# 15.2 The cross-match algorithm

The cross-match algorithm used for Gaia DR3 follows the general principles and implementation of the one used in Gaia DR2, however we added new functionalities to address most of the issues found in the previous Gaia releases cross-match results. The cross-match results consist in two separate tables, the best_neighbour table, with the best matches, and the neighbourhood table which includes the best and additional matches which are less probable according to the algorithm we use, but which could still be a possible match.

In the following a brief the description of the cross-match algorithm is presented. The algorithm is not symmetric and a distinction between large dense surveys (where Gaia is the leading catalogue) and sparse catalogues (where Gaia is the second catalogue) is used. External catalogues are defined as dense surveys when it is possible to define a precise (i.e. based on a reasonable number of objects) and accurate (i.e. local) density around the majority of their objects. For the dense surveys the algorithm allows many-to-one matches, so that the higher Gaia resolution can be accounted for. In the best_neighbour table multiple Gaia sources matching with a single external catalogue source can be found (mates). The algorithm is positional and does not use photometric information (see Marrese et al. 2017 for a discussion of the general principles of the adopted algorithm). It uses the positions, their errors, their correlation and, when available, parallax, proper motions and the corresponding errors and correlations to move Gaia objects at the epoch of the external catalogue candidate match. When Gaia proper motions are not available, the position errors are broadened in order to account for the differences in observation epoch between catalogues.

An analysis of the cross-match results for DR2, showed that there are some effects that can jeopardise the cross-match by preventing sources to be matched and/or by making the matches less reliable, namely a) presence of multiples and/or duplicates in the external catalogues, b) underestimation of astrometric errors in the external catalogues, c) small issues in Gaia astrometry, especially for bright stars, and d) when an external catalogue source is resolved in Gaia, then all the Gaia sources corresponding to that external catalogue source can be too far to be matched. Binarity/variability is also affecting the cross-match when it has astrometric effects. However, we did not try to define a special treatment for binary/variable sources in Gaia DR3 cross-match, but we will wait for Gaia data.

When dealing with these issues we applied the following principles:

• a)

if an external catalogue source is being matched with a Gaia source with no proper motions, then a position error broadening is applied and none of the other special treatment is applied;

• b)

if an external catalogue source is being matched with a Gaia source with proper motions and a match is not found, then

• b1)

if the external catalogue source is flagged as resolved in Gaia, then the corresponding procedure is applied,

• b2)

if a match is not found, then the procedure to account for the underestimation of positional errors in the external catalogues is applied,

• b3)

if a match is not found, then the procedure to account for the small issues in Gaia astrometry (based on ipd_gof_harmonic_amplitude and ruwe values) is applied.
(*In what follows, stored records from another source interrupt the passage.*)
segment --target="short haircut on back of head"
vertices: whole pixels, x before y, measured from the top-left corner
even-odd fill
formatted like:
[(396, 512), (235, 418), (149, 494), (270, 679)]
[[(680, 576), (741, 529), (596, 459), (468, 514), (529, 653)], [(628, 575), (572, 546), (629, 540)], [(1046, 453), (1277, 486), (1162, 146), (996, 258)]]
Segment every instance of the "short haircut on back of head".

In the cross-match output tables (best_neighbour and neighbourhood) is present an xm_Flag which allows users to know which special treatments were applied in the cross-matching of that particular pair of sources. This flag is a bitmask (e.g., a value of 42 means that bits 2, 8, and 32 are all true). The bits are defined as:

• 0 = Initial value; resets all bits.

• 1 = The external catalogue object has one or more multiples. This means that there is at least another object with exactly the same astrometry.

• 2 = The external catalogue object has one or more suspected duplicates. This means that there is at least another object much closer than the catalogue angular resolution.

• 4 = The external catalogue object is resolved in Gaia.

• 8 = The Gaia object has a five parameters astrometric solution.

• 16 = The Gaia object has a two parameters astrometric solution.

• 32 = The external catalogue object is matched only after the special treatment for sources with under-estimated position errors.

• 64 = The external catalogue object is matched only after the special treatment for Gaia sources with large values of ipd_gof_harmonic_amplitude or ruwe.

For a detailed description of gaia_source columns ipd_gof_harmonic_amplitude and ruwe , see Chapter 4.

Details on the cross-match algorithms used for Gaia are given in Marrese et al. (2017) and Marrese et al. (2019).